Lo mejor de esta experiencia futbolera, que se repite cada cuatro años, fue la alegría contagiante y el buen ánimo en la gente. Desde reyes, pasando por presidentes, grandes empresarios, trabajadores, hasta los más humildes de este planeta, desayunaban, almorzaban y cenaban con fútbol.

No hubo tiempo para la violencia, hasta los “hoolligangs”, versión sofisticada de la mara, estuvieron más calmados esta vez. Eso lo hace posible el fútbol. Esa es la magia de este deporte inventado por los ingleses que desvía, al menos por un tiempo, los problemas del ser humano y de las sociedades.

El fútbol es aglutinador, no se mezcla con actividades polarizantes, no entiende de pleitos, de huelgas u otros conflictos que se presentan a lo interno de las sociedades. Nada pasa si un equipo pierde. Las emociones son momentáneas, luego todo vuelve a la normalidad.

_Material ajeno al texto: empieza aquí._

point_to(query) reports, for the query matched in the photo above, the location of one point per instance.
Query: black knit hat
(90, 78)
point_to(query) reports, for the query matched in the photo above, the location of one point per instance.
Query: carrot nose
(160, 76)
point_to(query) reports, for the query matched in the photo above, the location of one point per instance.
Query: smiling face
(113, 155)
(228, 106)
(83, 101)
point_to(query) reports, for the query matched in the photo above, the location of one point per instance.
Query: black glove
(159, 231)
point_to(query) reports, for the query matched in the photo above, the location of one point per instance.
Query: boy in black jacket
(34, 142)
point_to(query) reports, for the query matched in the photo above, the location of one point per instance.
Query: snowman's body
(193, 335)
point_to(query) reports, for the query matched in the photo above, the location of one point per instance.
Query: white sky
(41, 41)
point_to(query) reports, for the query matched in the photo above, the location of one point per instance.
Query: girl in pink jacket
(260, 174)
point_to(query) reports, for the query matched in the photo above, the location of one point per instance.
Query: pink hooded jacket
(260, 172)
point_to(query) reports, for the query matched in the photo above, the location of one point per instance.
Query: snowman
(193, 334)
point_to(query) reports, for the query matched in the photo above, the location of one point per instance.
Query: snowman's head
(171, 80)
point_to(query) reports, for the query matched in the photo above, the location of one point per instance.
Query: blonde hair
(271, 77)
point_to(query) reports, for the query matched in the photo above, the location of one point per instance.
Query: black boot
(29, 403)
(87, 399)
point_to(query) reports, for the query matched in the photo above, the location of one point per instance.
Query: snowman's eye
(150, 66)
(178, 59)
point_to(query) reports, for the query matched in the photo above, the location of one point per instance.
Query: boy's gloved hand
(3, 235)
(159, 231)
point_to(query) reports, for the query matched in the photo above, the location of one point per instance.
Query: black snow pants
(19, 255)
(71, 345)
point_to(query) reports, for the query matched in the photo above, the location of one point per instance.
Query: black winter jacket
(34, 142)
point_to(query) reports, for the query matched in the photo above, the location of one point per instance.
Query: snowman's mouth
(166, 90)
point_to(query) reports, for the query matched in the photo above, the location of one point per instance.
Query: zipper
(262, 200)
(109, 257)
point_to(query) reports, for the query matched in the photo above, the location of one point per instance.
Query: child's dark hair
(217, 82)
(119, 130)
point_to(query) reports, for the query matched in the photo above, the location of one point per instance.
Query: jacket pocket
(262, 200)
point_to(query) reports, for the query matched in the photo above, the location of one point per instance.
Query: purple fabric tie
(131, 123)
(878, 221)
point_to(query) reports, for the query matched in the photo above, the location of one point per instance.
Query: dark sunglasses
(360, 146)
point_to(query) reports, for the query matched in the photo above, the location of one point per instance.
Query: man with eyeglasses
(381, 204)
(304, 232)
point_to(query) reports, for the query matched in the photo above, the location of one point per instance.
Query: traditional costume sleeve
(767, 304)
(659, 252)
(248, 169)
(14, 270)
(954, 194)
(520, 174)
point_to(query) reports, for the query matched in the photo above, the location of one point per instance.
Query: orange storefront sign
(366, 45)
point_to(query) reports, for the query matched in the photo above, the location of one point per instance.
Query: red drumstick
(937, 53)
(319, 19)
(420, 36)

Habría que tener una actitud futbolística para enfrentar los problemas que aquejan al ser humano. Habría que pertenecer a un equipo, ya sea como jugadores o hinchas, habría que observar las reglas y sobre todo acatar las disposiciones del arbitro. Pero sobre todo se necesitaría tener pasión como se tiene pasión por este deporte.

Tendríamos que tomar muy en cuenta que el árbitro estaría por todos lados y nos sacaría la tarjeta amarilla, advirtiéndonos que ciertas jugadas son peligrosas. Y si botamos al contrincante de forma velada y violenta nos sacaría la tarjeta roja y la expulsión del juego sería inmediata.

Ese arbitro pudiera ser usted o yo. Imaginémonos que le sacamos la tarjeta amarilla a uno de esos automovilistas que se las lleva de vivo y quiere parquearse en un reservado para embarazadas o discapacitados. La roja si alguien se pasó el alto temerariamente. Y así, al que botó la basura en la calle, al que no hace fila en el banco, el que hace señales soeces en público, al que irrespeta a la autoridad, en fin, tarjeta, para todo lo que necesite corregirse. La analogía se practica en otros países y es digna de imitarse.

¿Verdad que emular al fútbol podría dar buenos resultados a la conducta colectiva?. La gente cambiaría una actitud negativa por una positiva. El problema de la basura en nuestro país y sobre todo en la capital, en parte ha sido por la incapacidad de los últimos gobiernos municipales; pero cabe señalar que son conductas negativas individuales que sumadas generan cientos de toneladas de basura diaria. Y todo comienza por una cáscara de banano, una bolsita de agua que es tirada al piso de manera inconsciente, por una tirada de ripio en el predio baldío.

Total, “a mí qué me importa”, dice la gente. “Que la basura la recoja la alcaldía”, parece interpretarse. Esas actitudes en contra de los demás provocan el dengue, el rotavirus o la conjuntivitis, enfermedades que pueden evitarse si nos decidimos por el aseo.

Las alcaldías también tendrían que sacarle tarjeta roja a aquellos que no pagan sus impuestos. Esperaríamos mejores servicios si pagásemos puntualmente nuestros impuestos municipales y le jugaríamos mejor a la ciudad y al país.

La campaña de la tarjeta roja no es nueva. La idea aquí queda. Promover valores es algo que nos urge en El Salvador. Si somos responsables individualmente seremos responsables como nación.

¿Por qué no entrarle con los tacos al estudio, al trabajo y a tantas otras cosas?. El fútbol también es una actitud. ¿Por qué no imitarlo en todo lo que hacemos?. Recuerde: todos somos árbitros, todos somos jugadores en el fútbol de la vida. Entonces, ¿jugamos?